Bu hafta sonu büyük bir hevesle beyoğlu sahaflar şenliğine gitmek için hazırlandım.
Gitmeden de Ali ustaya uğrayayım şu emektar Zenitimi göstereyim dedim, diyaframında sıkıntı var
diye düşünüyordum ama sadece evham yapmışım.
hazır gelmişken şu makinaya bir flaş bir de dar açılı mercek alayım dedim ki bizim makina flaşı takınca
kısa devre yapmaya başladı, ben tam malağa düşürmüşüm, içimden diyorum hay aksi ne güzel
fotoğraflar çekecektim şimdi sahafların arasında,
Tam ben böyle boynu bükmüş ikene Ali usta diyor ki ben sana senin kinin aynısı bir Zenit ET vereyim
sen onu al git onunla çek fotoğraf akşama getirirsin..

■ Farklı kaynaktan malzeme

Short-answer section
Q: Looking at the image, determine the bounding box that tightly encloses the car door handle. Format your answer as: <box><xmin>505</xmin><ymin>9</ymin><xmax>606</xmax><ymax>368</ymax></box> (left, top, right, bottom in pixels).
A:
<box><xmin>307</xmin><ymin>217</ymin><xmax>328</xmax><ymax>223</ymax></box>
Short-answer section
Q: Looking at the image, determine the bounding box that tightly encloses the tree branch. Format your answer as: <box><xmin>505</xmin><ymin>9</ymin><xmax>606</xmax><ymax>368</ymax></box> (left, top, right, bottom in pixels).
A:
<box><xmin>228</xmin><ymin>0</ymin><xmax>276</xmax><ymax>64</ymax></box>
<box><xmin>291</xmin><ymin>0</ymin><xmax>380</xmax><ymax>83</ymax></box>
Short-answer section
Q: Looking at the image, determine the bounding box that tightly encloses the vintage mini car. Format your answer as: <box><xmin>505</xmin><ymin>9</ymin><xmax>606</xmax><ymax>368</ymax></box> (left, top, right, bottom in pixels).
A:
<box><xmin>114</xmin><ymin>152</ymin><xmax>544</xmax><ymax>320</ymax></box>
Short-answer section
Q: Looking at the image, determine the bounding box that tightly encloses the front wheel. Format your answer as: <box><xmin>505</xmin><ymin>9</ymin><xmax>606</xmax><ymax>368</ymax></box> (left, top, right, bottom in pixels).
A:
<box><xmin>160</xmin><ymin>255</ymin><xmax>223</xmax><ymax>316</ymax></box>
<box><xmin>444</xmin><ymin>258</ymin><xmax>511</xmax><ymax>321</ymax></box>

İçimden diyorum Ali usta sen adamın dibisin...
Bir heves gidiyorum da Yeni mercek eşşek kadar zaten ancak alışmışım benim makinanın ağırlığına bu mercek temelli eşşek ölüsü gibi maşallah, bir fotoğraf çekmek için illa arkama bir duvar alacam.

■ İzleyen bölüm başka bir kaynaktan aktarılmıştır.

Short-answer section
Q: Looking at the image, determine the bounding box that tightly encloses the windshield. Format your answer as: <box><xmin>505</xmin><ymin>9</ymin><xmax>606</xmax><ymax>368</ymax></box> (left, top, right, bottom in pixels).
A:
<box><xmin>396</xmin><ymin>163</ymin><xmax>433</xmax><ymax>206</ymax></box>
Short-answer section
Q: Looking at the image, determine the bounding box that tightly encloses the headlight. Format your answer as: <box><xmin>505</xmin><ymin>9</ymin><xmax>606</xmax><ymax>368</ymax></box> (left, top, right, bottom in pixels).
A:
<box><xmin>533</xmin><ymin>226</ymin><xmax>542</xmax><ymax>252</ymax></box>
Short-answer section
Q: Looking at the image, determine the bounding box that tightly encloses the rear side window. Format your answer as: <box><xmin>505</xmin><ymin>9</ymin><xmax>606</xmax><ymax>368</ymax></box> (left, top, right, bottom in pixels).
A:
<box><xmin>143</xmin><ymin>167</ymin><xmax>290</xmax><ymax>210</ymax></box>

Aynı Beyoncenin ilk zamanları gibiyim oda böyle eski kliplerinde hep bir duvara dayanırdı falan.
Neyse uzun lafın kısası sahaflara varalım diyoruz ama biraz yoruluyoruz "ARA" kafeye gidip oturuyoruz,
ve bir de bakıyoruz ki üç kadın Ara Güler'in kitaplarını almış imzalatmak için adamı bekliyorlar ve
harbiden de Ara Güler geliyor imzaliyor ve gidiyor oturuyor bir masaya,
Diyorum ne güzel ya kafve işletir gibi elinde gazatesi geçiyor bir masada takılıyor.He bu arada bir ayrıntıyı atladım adamın boynunda dijital küçük bir makina asılı idi :)

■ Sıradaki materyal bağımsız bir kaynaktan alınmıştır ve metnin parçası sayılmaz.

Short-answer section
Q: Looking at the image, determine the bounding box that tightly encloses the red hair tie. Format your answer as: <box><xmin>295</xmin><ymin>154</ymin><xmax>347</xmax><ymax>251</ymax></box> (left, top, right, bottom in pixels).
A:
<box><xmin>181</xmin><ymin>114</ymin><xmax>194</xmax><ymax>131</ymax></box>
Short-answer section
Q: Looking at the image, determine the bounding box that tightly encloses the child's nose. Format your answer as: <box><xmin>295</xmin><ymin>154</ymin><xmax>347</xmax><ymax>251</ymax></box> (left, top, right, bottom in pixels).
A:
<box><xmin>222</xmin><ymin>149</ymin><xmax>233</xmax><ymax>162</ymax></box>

Laf bir türlü Sahaf şenliğine gelmiyor çünkü ben bir şey göremedim, John Lennon'un kitabını bulamadım,
Onu geçtim şöyle eski basım bir Üç Silahşörler de bulamadım, bunun dışında genele olarak da vasat buldum yada ben geç gittiğim için öyle idi bilmiyorum tek ilgimi çeken şeyler plaklar oldu, Queen'in Hot Space albümü öylece karşımda idi ve ben sadace bakıp geçtim ne yazıkki, Hot Space ne ki, daha "Greatest Hits", "The Game", "Jazz" albümleri Pink Floydun "Dark Side of The Moon" Beatles'ın albümleri, Abbalar, Elvilsler, Sonra Selami Şahin :)
Akşam bir koşu Ali Ustaya makinayı bırakıp benimkini almaya gidiyoruz bir bakıyoruz Ali usta karşıdan geliyor, diyor ben gelicem siz geçin oturun, biraz sonra Ali Usta geliyor diyor ki bana sen al bu makinayı kullan senin makinanın daha işi var, merceğine de bakayım ben bunun, sende madur kalma aynı makina zaten elinde ki git kullan, Makinanın başına bir şey gelir diye de dert etme gelirse gelir sorun değil..
Ben tamam diyorumda içimden böyle hem azım yarım karış açık kalmışlık hissi,
Hem böyle sevinçliyim...
Bu yetmiyor bir de diyor ki bak elimde bir Holga var bir gün de gelirsin sabahtan bunu veririm bununlada çeker akşama getirirsin, bunun değişik filtreleri var diye de anlatıyor ki ben mezt oluyorum orada :)
Adamın boynuna atlayacam size baba diyebilir miyim diye :D
Oradan ayrılıyoruz ama karnımız deli gibi aç, diyorum benim balıkçıya gidelim, Yunus balıkçı,benim gemilerim olursa eğer birini olara vereceğim anlaştık çok uzun zaman önce :)
Orada tam hamsi ekmeklerimizi yiyoruz bir akıllı evlenme teklifi ediyor, sarkıtmış Galata köprüsünden bir
pankart
"Şu yalan dünyada tek gerçeğim sensin benimle evlenir misin ?" Baya bir dalga geçiyoruz çocukla inş kabul etmiştir hatun.
oradan karaköy Güllüoğlunda bir tatlı bizi öldürür diyerek ben sütlü nuriyemi,böceğim bakvalasını yiyor ve geri dönüş yolculuğuna başlıyoruz.